Letters

Your News Focus about merit awards (pages 12-13, 12 March) was even more offensive than the original research by Sam Everington.

It carries a strong unstated implication that those responsible for giving consultant merit awards are biased about gender and/or ethnic origin, and even the implication that they are selfserving.

There is no evidence for such an innuendo, even in Dr Everington's research.

Virtually all medical royal college posts are elective. Most council members and office-holders give a great deal of their time maintaining and improving the quality of medical practice and safeguarding patients' interests.

They do so for no remuneration, and in my experience those who serve, and who do private practice, recognise that the responsibility will diminish if not completely curtail private practice, and therefore their income. They are chosen by their peers because they have achieved high clinical respect.

It is right that a combination of that clinical respect, their public commitment of time and the frequency of financial sacrifice are recognised in the merit award system.

The same general principles apply for those with proven academic excellence in university medical posts, where the commitment to training, research and academic excellence does not carry the salary of an everyday consultant dedicated to maximising private practice. It is entirely appropriate that this service is recognised.
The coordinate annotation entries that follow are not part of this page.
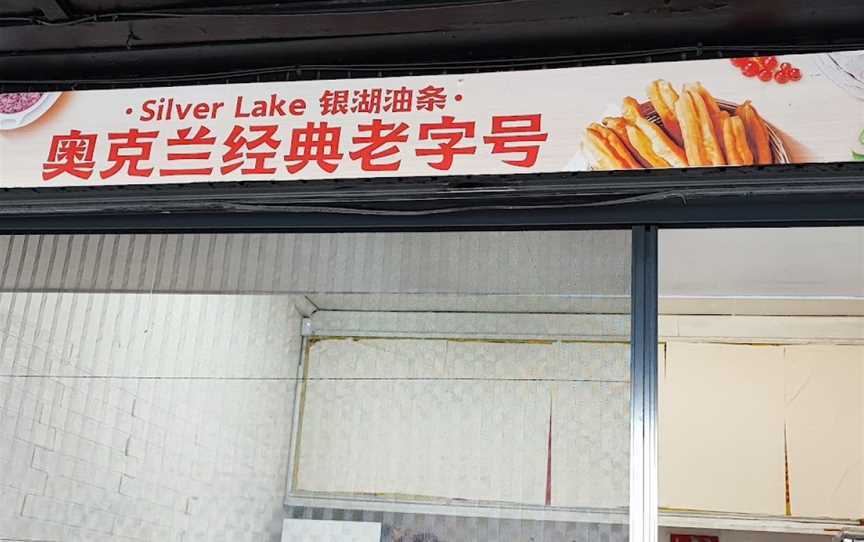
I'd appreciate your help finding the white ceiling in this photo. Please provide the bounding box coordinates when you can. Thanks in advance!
[660,228,864,298]
[659,227,864,315]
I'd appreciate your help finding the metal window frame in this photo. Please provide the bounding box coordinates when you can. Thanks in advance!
[0,193,864,542]
[630,226,659,542]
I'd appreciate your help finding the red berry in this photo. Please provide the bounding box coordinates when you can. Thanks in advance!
[741,60,762,77]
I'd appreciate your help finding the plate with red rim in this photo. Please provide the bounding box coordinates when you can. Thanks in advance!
[0,92,61,130]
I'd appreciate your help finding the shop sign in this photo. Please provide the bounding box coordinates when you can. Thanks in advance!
[0,52,864,187]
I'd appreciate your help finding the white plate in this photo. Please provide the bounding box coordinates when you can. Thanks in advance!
[0,92,60,130]
[816,51,864,100]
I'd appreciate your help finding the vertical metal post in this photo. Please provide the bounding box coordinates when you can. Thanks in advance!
[630,226,658,542]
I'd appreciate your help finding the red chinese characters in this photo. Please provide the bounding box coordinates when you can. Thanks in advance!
[42,105,549,181]
[285,122,342,173]
[42,130,96,181]
[348,119,408,171]
[483,113,549,167]
[159,126,216,177]
[414,115,477,171]
[219,124,281,175]
[99,128,159,179]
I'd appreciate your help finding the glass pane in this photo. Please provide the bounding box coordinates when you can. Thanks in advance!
[659,228,864,542]
[0,231,630,542]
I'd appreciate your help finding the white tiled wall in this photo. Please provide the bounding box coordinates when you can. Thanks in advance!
[0,292,300,542]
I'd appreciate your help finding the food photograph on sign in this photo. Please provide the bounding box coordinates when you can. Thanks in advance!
[0,51,864,187]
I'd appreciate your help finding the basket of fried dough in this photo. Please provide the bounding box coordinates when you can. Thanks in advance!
[584,80,789,170]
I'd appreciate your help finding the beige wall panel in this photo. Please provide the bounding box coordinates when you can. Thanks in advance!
[659,342,785,515]
[784,345,864,518]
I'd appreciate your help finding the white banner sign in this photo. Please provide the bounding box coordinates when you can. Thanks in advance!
[0,52,864,187]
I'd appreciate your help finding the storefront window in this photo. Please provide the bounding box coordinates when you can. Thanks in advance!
[0,231,631,542]
[659,228,864,542]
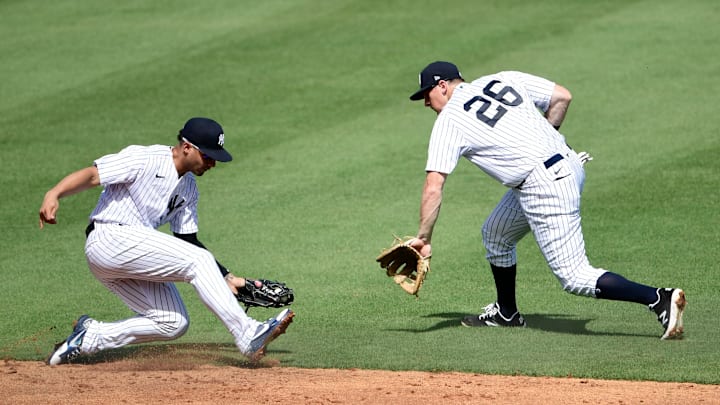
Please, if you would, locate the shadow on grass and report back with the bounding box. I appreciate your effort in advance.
[394,312,657,337]
[60,343,282,371]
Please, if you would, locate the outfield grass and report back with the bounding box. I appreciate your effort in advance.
[0,0,720,384]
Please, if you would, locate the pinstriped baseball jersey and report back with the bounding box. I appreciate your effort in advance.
[90,145,199,234]
[426,71,567,187]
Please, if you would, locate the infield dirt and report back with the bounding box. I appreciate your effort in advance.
[0,357,720,405]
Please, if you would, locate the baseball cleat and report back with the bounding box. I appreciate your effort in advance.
[245,309,295,362]
[649,288,687,339]
[460,302,527,327]
[45,315,92,366]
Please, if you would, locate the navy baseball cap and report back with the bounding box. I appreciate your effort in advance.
[410,61,462,100]
[179,117,232,162]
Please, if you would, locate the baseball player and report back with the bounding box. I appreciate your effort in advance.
[410,61,686,339]
[40,118,294,365]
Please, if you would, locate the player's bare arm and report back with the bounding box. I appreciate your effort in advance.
[545,84,572,129]
[411,172,447,256]
[40,166,100,229]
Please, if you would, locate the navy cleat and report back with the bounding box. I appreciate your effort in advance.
[245,309,295,362]
[648,288,687,339]
[45,315,92,366]
[460,302,527,327]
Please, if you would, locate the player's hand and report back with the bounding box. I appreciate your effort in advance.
[409,238,432,257]
[225,273,262,295]
[39,194,60,229]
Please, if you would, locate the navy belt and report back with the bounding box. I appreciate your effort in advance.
[543,153,563,169]
[85,222,95,238]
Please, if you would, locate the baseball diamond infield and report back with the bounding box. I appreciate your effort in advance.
[0,353,720,404]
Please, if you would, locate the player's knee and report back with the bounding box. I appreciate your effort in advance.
[156,316,190,340]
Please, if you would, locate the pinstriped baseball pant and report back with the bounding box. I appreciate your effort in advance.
[482,150,606,297]
[81,224,260,353]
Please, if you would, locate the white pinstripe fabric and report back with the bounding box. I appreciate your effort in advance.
[426,72,605,296]
[426,72,567,187]
[77,146,260,353]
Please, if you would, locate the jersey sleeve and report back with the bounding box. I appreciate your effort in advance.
[169,177,200,234]
[94,146,149,186]
[503,72,555,112]
[425,113,468,174]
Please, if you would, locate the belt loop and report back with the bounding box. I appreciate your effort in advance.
[543,153,564,169]
[85,221,95,238]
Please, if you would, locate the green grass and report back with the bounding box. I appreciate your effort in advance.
[0,0,720,384]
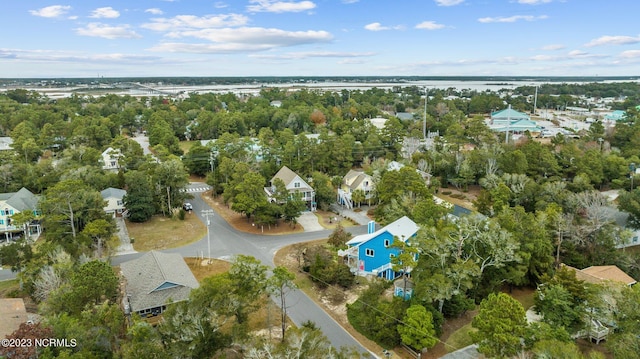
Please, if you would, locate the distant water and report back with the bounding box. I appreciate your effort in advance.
[151,80,639,94]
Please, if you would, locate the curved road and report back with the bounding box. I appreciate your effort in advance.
[112,187,375,357]
[0,184,377,357]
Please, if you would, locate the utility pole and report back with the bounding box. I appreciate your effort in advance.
[422,86,429,141]
[532,85,538,116]
[202,209,214,264]
[504,104,511,143]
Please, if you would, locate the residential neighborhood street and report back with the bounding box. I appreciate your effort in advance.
[112,184,373,355]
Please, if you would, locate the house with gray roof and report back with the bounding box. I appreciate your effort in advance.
[338,170,374,208]
[0,137,13,151]
[120,251,200,318]
[100,187,127,218]
[264,166,316,211]
[396,112,416,121]
[0,187,40,240]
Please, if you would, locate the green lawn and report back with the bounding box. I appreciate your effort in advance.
[127,213,207,252]
[0,279,20,298]
[445,323,477,353]
[179,141,196,155]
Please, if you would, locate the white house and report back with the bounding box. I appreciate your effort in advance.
[0,187,40,240]
[100,187,127,218]
[101,147,122,172]
[0,137,13,151]
[120,251,200,318]
[264,166,316,211]
[338,170,374,208]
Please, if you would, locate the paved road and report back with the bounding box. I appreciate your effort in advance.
[112,184,375,357]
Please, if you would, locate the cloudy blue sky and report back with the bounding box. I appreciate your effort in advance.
[0,0,640,78]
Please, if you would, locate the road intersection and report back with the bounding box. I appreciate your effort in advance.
[0,183,376,357]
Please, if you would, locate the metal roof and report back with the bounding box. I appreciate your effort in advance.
[120,251,200,312]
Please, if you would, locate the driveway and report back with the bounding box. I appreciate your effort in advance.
[116,217,137,255]
[298,212,325,232]
[5,190,376,358]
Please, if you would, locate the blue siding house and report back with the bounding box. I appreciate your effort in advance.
[338,216,418,280]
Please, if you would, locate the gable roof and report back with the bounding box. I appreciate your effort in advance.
[489,119,542,132]
[0,137,13,150]
[100,187,127,199]
[491,108,529,121]
[343,170,371,190]
[396,112,414,121]
[0,187,38,212]
[120,251,200,312]
[271,166,298,185]
[347,216,419,246]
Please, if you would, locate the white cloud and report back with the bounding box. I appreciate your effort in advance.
[141,14,249,31]
[250,51,376,60]
[76,22,142,40]
[478,15,548,24]
[584,35,640,47]
[435,0,464,6]
[364,22,390,31]
[0,49,161,64]
[89,6,120,19]
[144,7,164,15]
[364,22,404,31]
[529,50,609,62]
[518,0,553,5]
[416,21,444,30]
[542,44,565,51]
[29,5,71,18]
[247,0,316,13]
[162,27,333,48]
[620,50,640,59]
[150,27,333,53]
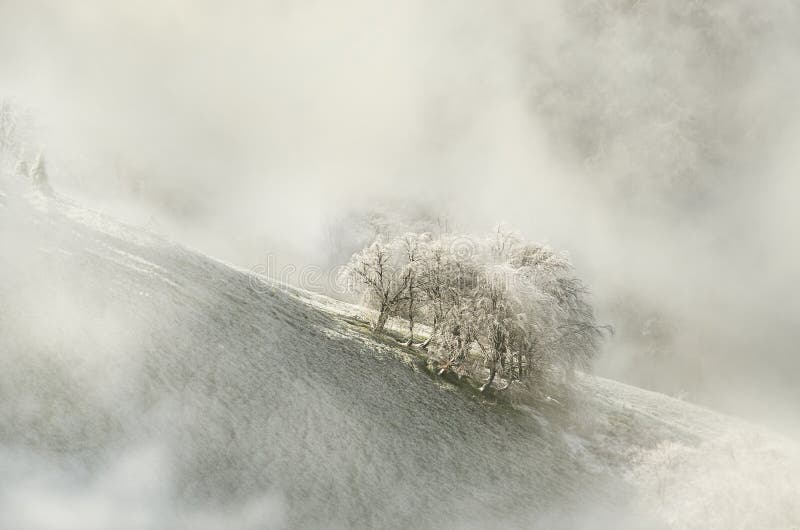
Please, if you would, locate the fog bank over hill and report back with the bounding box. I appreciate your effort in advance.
[0,0,800,431]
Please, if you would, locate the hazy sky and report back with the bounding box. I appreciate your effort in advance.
[0,0,800,428]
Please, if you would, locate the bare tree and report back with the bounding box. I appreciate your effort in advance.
[344,237,411,333]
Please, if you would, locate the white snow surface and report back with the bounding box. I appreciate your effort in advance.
[0,189,800,529]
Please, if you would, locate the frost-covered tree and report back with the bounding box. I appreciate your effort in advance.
[343,237,412,333]
[29,151,53,194]
[338,225,603,391]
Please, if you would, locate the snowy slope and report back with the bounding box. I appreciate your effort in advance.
[0,191,800,528]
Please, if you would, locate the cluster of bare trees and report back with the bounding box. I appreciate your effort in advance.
[344,230,604,391]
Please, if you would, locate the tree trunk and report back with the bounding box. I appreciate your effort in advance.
[372,310,389,333]
[481,363,497,393]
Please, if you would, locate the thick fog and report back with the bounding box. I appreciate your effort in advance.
[0,0,800,433]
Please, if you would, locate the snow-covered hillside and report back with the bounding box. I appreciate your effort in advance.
[0,189,800,529]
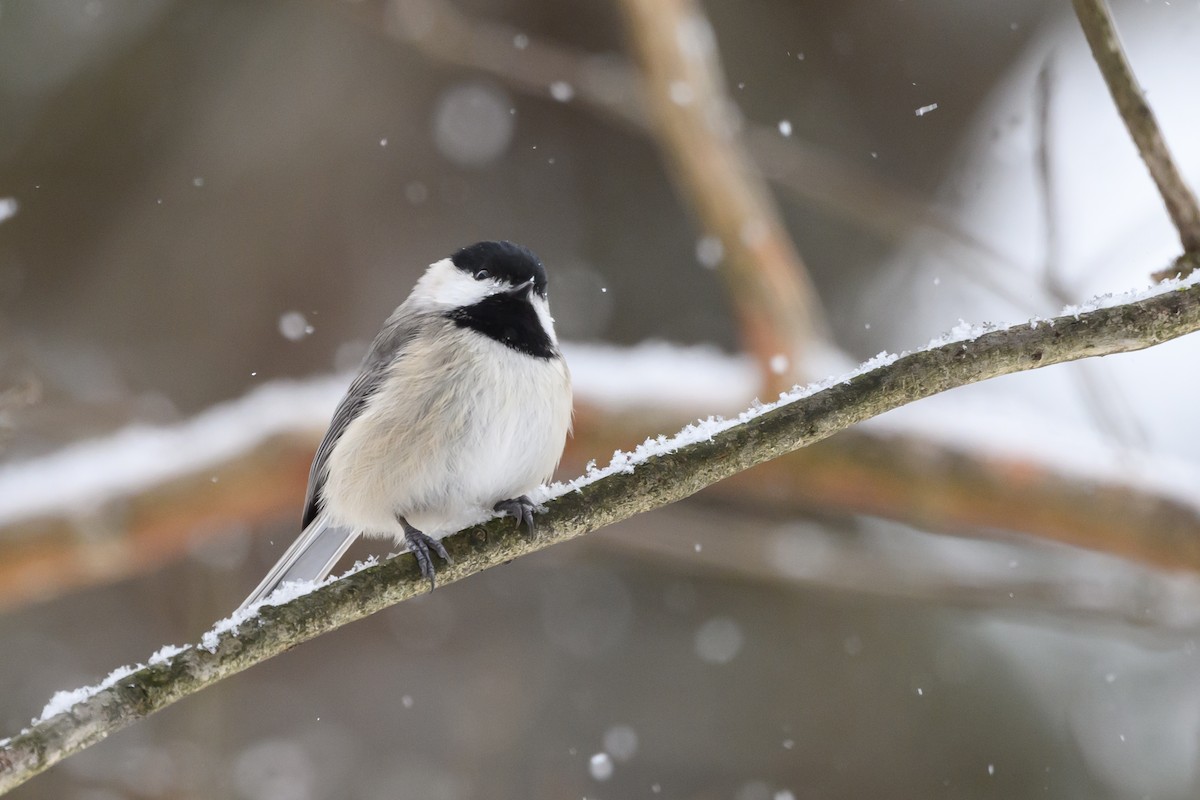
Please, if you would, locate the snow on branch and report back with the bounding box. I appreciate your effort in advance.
[0,277,1200,793]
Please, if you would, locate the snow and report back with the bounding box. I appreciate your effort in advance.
[0,197,20,222]
[7,260,1200,537]
[280,311,313,342]
[588,753,612,781]
[433,83,516,167]
[31,664,144,724]
[696,236,725,270]
[550,80,575,103]
[0,375,347,525]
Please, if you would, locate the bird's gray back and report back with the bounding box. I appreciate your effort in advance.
[301,306,432,528]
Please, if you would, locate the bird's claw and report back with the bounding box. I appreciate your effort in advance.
[492,494,538,536]
[404,528,454,591]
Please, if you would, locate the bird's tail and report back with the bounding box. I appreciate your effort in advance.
[238,516,358,610]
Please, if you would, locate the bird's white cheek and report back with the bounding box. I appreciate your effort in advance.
[413,258,493,308]
[530,293,558,344]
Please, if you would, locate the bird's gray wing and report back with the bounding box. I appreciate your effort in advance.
[300,307,424,529]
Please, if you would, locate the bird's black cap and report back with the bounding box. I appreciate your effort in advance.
[450,241,546,297]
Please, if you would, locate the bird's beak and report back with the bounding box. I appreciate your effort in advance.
[502,278,533,297]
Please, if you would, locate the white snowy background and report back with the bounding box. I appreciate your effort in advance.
[0,0,1200,800]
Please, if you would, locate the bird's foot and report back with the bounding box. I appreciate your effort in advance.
[404,525,454,591]
[492,494,538,536]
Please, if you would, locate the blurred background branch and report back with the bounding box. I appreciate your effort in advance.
[7,275,1200,793]
[0,0,1200,800]
[1072,0,1200,268]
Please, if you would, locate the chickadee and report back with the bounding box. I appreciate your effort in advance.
[241,241,571,608]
Dr Everington should go back to his research and analyse the gender and ethnic make-up of all the elected council members and of all those doctors holding high academic posts in university medicine, and start again on his percentages.

The proportion of women in this constituency is certainly rising, and so is its ethnic diversity. There is no doubt that this will come to be reflected in the future balance of merit awards.

It should be sufficient to let this trend take its natural course without impugning the motives of those responsible for administering the system.

Professor Roger Dyson, Director, Clinical management unit, Keele University.